I sit at the windowsill, basking in the afternoon sun as it pours into my room. There's a breeze most days, so it's nice to get some fresh air in the often stuffy room. It's getting to be later in the year, so the sun goes away sooner. I try to sit in the sun for as long as possible.
A friend usually calls. I try my best to just talk on the phone, but usually they want to FaceTime. I don't have the energy for it—being stuck behind a screen all day does that to you. I just want to hear their voice. I wish they were with me in person—honestly, I wish anyone was with me in person. I've tried making friends with some guys on my floor, but we don't have anything in common really other than the fact that we're pretty much all upperclassmen and stuck in the same situation.
Sometimes I forget to eat dinner, so I usually have to quickly mobile order something from the dining hall to go pick up. It's mostly really unhealthy things like chicken fingers or fried chicken sandwiches. Always paired with French fries. I mask up, head over to the dining hall, pick it up, and come back to my dorm. My desk has truly become my desk, my kitchen table, and my classroom.
The days when I have rehearsal are the best. I log onto Zoom and meet with my cast. We're doing a reading of my play in a couple of days, so I get to work with them to craft their characters and the story we're going to tell. It means a lot that they've all taken a chance on this new work and are giving it their all. I wish I could see them all in person and give them a big hug.
That's what I miss the most, I think.
Nothing sexual. Just a simple hug.
By the time rehearsal finishes up, it's usually around 9pm. That's when it's the worst. Sitting alone in the dorm, darkness outside, quiet all around. This is when I usually put on sneakers, mask up yet again, and head outside for a walk.
I walk the entire campus some nights. Other nights I go to the garden by the alumni center and just sit in the gazebo. I stare at the stars, trying to remember a time when Penn State wasn't like this. When the world wasn't like this.
I've tried to cry. I want to because I feel like it would just make me feel better. But, it's no use. And that's a little frightening because I know eventually I will cry and it will be over the most mundane thing. Friends on Facebook will remember my coffee cup incident in April—I spilled my coffee, damaged my parents anniversary photo album, and had an entire episode where I shot tears into the kitchen sink like I was the faucet.

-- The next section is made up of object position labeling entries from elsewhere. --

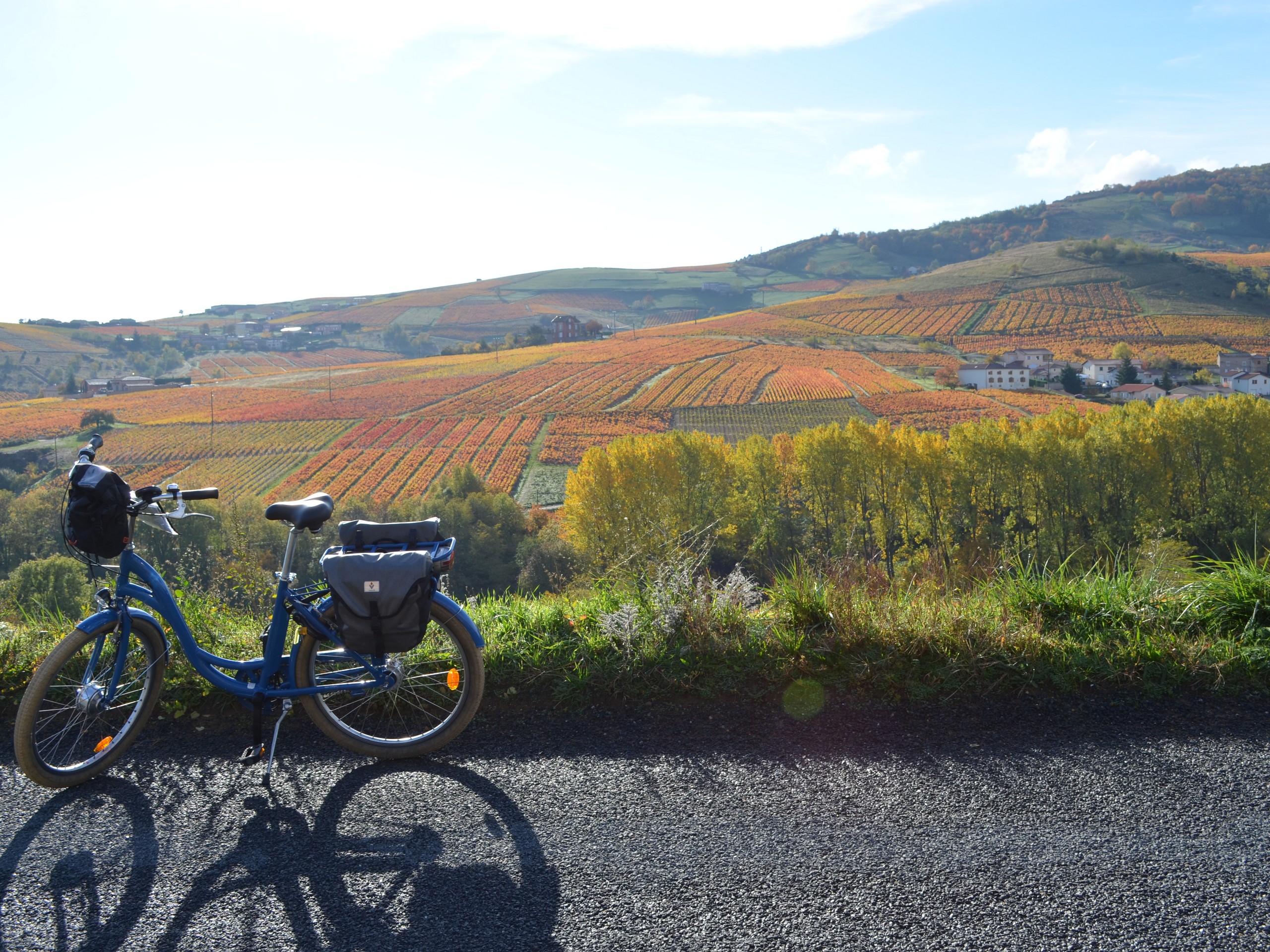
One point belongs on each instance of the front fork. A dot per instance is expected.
(91, 694)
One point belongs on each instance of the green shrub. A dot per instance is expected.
(56, 586)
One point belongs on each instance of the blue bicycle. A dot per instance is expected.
(92, 696)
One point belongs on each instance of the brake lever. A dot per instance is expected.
(155, 517)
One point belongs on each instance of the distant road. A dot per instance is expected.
(1019, 826)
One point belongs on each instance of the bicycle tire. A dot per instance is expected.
(41, 713)
(347, 719)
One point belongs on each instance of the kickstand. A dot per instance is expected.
(268, 767)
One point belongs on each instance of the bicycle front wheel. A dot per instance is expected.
(65, 731)
(439, 688)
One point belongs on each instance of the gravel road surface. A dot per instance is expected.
(1033, 826)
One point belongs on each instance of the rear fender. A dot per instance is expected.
(454, 608)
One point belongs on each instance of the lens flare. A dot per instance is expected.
(804, 699)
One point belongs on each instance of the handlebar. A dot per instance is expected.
(153, 494)
(88, 452)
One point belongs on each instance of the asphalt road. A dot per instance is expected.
(1055, 826)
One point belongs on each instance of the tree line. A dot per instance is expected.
(1043, 490)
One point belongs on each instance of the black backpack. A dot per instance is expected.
(96, 520)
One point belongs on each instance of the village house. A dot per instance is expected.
(1103, 372)
(1137, 391)
(1192, 390)
(131, 384)
(566, 327)
(1241, 361)
(1253, 382)
(995, 376)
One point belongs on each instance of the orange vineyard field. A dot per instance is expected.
(571, 434)
(362, 423)
(938, 411)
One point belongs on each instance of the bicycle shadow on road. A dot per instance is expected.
(63, 888)
(384, 890)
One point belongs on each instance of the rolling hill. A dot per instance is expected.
(832, 328)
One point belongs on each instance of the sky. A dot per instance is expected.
(169, 155)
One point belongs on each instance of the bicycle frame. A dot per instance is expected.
(154, 593)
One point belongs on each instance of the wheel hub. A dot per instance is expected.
(89, 699)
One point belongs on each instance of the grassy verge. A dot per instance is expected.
(677, 633)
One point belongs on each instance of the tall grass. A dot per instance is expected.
(679, 631)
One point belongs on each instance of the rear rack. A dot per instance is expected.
(443, 551)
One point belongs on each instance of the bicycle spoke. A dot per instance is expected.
(64, 735)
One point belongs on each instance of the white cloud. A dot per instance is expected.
(1047, 154)
(874, 163)
(700, 111)
(1128, 169)
(708, 27)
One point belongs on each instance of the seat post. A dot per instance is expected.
(293, 537)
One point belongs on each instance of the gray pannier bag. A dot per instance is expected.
(361, 534)
(382, 599)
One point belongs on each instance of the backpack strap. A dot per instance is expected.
(378, 627)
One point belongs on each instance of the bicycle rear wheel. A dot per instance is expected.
(65, 734)
(439, 688)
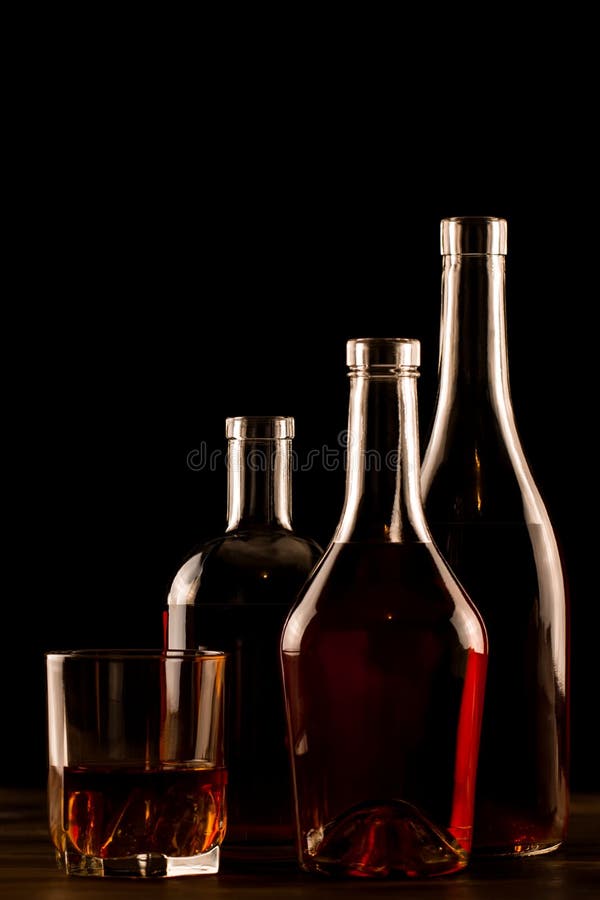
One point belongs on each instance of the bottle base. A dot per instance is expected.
(391, 839)
(516, 850)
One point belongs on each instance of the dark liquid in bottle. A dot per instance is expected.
(521, 798)
(247, 588)
(118, 813)
(384, 686)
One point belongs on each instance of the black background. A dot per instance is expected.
(184, 253)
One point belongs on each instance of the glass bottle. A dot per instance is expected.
(383, 657)
(234, 595)
(489, 521)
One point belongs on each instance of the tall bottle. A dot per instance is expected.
(234, 595)
(383, 657)
(489, 521)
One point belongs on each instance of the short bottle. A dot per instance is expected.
(490, 522)
(234, 595)
(383, 658)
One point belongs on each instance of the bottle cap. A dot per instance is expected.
(473, 236)
(394, 354)
(265, 428)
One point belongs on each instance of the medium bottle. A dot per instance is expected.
(234, 595)
(489, 521)
(383, 658)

I shouldn't go to the gazebo. It's where my ex and I shared some pretty awesome moments. All it does is make me think of him. But it was my place before it was ours, so I have every right to go. I don't want to get back together, but it doesn't mean I'm over him. I don't think people understand how getting dumped in the middle of a pandemic is pretty much the worst thing that can happen to someone who lives alone. That security blanket, that person to lean on - they're just gone. No warning. It's like you're mourning the death of someone who is still alive.
I can try calling your parents. God love them, but they just don't get it. No one really does. It was one thing to quarantine with them last spring - at least I was with people physically. Being locked away in a dorm - it's damaging. My mental health is quite possibly the worst it's been - and it was bad last fall.
I put in my AirPods, scroll back to that playlist that I've listened to probably hundreds of times now, and just sit. Eventually, I head back to my dorm and climb into bed. I set your alarm for the same time to wake me up and fall asleep.
It sucks. It's lonely. I'm done trying to be an optimist about the situation. Please don't try and tell me things will "get better" or just "toughen up". No one, and I repeat no one, understands what it's like to be living on campus during this time unless you are also living on campus during this time.
So please, just make the space for me to grieve. Grieve what though? I don't know.